I initially got it because I was using the upstairs guest room as a work from home office and our WiFi signal upstairs was terrible. Ordinarily I didn’t care about that because its just the kid’s bedrooms and the guest room. I’ve been impressed by it. It’s seamless and I get reliably fast internet (~400Mbps) everywhere in the house.

I’ve since moved downstairs into the actual office which somewhat subverted the point of the purchase, but it still works well. I like that I can plug wired ethernet items into any of the nodes, something that is useful for the surround sound receiver we have that is far away from the main router and doesn’t support WiFi (AirPlay streaming music to it from the phone works great now).

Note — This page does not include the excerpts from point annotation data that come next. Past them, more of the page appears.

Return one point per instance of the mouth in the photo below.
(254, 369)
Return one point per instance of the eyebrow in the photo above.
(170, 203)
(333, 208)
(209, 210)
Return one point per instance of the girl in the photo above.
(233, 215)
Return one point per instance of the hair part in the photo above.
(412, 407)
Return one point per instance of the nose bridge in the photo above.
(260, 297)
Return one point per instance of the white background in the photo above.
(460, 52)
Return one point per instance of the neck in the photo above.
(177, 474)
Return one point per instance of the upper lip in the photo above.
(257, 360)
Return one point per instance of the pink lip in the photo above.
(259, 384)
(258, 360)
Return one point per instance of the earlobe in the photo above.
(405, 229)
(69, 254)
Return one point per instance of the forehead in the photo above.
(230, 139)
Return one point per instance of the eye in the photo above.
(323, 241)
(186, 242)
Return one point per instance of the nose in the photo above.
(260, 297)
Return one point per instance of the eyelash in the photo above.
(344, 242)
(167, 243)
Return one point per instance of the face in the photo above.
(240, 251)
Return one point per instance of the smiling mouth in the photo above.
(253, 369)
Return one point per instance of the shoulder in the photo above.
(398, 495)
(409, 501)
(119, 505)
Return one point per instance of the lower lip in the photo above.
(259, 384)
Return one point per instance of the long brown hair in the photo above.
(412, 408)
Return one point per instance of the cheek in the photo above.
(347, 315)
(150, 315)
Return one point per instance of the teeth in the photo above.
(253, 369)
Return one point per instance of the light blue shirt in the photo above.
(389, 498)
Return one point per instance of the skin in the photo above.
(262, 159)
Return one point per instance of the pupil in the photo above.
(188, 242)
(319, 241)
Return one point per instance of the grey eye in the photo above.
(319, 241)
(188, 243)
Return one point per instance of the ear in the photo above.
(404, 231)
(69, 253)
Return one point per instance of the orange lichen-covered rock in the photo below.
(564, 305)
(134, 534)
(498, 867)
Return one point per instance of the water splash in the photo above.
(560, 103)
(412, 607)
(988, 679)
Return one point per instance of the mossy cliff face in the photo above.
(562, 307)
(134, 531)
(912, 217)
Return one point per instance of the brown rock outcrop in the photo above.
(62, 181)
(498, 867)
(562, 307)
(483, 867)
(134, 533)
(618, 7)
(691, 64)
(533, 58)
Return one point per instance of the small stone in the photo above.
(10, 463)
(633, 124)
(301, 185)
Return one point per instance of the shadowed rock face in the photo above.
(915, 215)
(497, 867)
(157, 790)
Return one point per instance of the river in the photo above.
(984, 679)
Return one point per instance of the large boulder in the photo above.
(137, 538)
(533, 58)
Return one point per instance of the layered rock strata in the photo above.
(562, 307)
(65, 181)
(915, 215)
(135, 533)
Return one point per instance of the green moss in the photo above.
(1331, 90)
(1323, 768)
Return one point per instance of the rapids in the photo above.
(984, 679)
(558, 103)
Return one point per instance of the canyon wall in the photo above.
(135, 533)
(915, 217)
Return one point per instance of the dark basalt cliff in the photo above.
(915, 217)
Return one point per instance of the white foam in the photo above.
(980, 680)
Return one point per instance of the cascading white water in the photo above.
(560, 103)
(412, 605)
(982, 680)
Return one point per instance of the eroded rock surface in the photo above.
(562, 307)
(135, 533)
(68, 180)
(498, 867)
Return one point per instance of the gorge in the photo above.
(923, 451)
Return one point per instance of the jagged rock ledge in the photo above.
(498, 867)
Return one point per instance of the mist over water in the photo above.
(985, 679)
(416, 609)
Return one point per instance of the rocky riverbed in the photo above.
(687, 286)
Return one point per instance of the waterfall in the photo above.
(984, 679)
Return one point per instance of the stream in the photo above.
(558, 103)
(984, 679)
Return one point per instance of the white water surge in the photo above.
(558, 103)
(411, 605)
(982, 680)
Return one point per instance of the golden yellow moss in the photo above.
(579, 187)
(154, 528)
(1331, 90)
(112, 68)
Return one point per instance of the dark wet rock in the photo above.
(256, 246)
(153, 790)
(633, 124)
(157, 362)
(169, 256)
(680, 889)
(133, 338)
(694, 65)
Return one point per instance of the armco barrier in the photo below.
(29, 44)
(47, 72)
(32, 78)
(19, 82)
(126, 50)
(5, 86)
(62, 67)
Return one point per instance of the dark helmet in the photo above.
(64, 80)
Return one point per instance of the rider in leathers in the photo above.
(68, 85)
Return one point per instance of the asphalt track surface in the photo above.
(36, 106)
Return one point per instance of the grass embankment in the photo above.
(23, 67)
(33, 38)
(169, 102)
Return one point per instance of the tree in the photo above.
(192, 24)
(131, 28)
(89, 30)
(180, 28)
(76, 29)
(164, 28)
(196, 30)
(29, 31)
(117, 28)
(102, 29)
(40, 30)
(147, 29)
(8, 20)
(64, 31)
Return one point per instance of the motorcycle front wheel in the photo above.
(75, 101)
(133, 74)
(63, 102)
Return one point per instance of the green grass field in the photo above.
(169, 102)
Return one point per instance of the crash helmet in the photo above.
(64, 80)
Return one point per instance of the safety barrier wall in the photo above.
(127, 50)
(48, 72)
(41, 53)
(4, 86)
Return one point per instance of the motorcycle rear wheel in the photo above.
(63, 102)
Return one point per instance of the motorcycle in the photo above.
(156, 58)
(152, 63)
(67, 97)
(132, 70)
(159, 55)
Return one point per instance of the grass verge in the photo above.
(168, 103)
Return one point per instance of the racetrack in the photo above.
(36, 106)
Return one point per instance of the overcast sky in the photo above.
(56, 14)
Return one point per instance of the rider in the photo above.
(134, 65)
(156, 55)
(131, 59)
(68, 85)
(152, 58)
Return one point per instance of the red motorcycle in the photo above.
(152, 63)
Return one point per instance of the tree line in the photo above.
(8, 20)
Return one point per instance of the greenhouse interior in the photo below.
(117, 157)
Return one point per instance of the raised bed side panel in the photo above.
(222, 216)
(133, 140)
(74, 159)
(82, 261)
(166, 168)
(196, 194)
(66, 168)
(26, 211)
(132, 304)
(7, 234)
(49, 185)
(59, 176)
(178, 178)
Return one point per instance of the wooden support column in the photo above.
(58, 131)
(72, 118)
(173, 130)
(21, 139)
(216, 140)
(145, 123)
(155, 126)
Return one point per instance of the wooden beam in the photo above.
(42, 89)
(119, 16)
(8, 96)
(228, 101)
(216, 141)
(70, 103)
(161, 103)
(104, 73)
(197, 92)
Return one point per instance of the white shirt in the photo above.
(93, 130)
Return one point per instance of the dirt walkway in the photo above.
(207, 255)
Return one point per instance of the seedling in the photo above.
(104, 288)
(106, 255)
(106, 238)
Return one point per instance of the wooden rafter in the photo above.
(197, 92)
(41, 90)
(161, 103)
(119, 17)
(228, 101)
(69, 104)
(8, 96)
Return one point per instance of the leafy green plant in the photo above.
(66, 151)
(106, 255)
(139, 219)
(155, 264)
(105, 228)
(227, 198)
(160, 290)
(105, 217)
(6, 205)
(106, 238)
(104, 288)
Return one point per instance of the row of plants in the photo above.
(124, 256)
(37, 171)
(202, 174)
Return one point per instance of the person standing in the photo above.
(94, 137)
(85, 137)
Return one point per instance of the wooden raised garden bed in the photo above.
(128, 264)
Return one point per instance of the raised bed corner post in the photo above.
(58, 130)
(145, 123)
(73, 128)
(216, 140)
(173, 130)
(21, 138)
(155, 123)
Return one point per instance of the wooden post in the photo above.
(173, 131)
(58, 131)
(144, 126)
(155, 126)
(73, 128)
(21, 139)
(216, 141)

I edit video, so I’m one of only a handful of people at my organization that uses a desktop, a pretty expensive one that’s less than 2 years old. What no one knew before the pandemic because I always am hard wired in the office, is that somehow this computer they spent thousands of dollars on isn’t actually equipped with a wifi card. So, for the first several weeks of working from home while I worked on setting up a home office in my parents’ former bedroom, I had to run a wire from the modem to the computer. It sucked.

Once I moved into my new office I bought a $60 powerline adapter and it’s great.

A USB wifi adapter should work in that situation too. I know you solved your issue but on my old laptop sometimes the wifi would stop working and I couldn’t figure out how to fix it. So I got a USB wifi adapter and that worked to get me connected.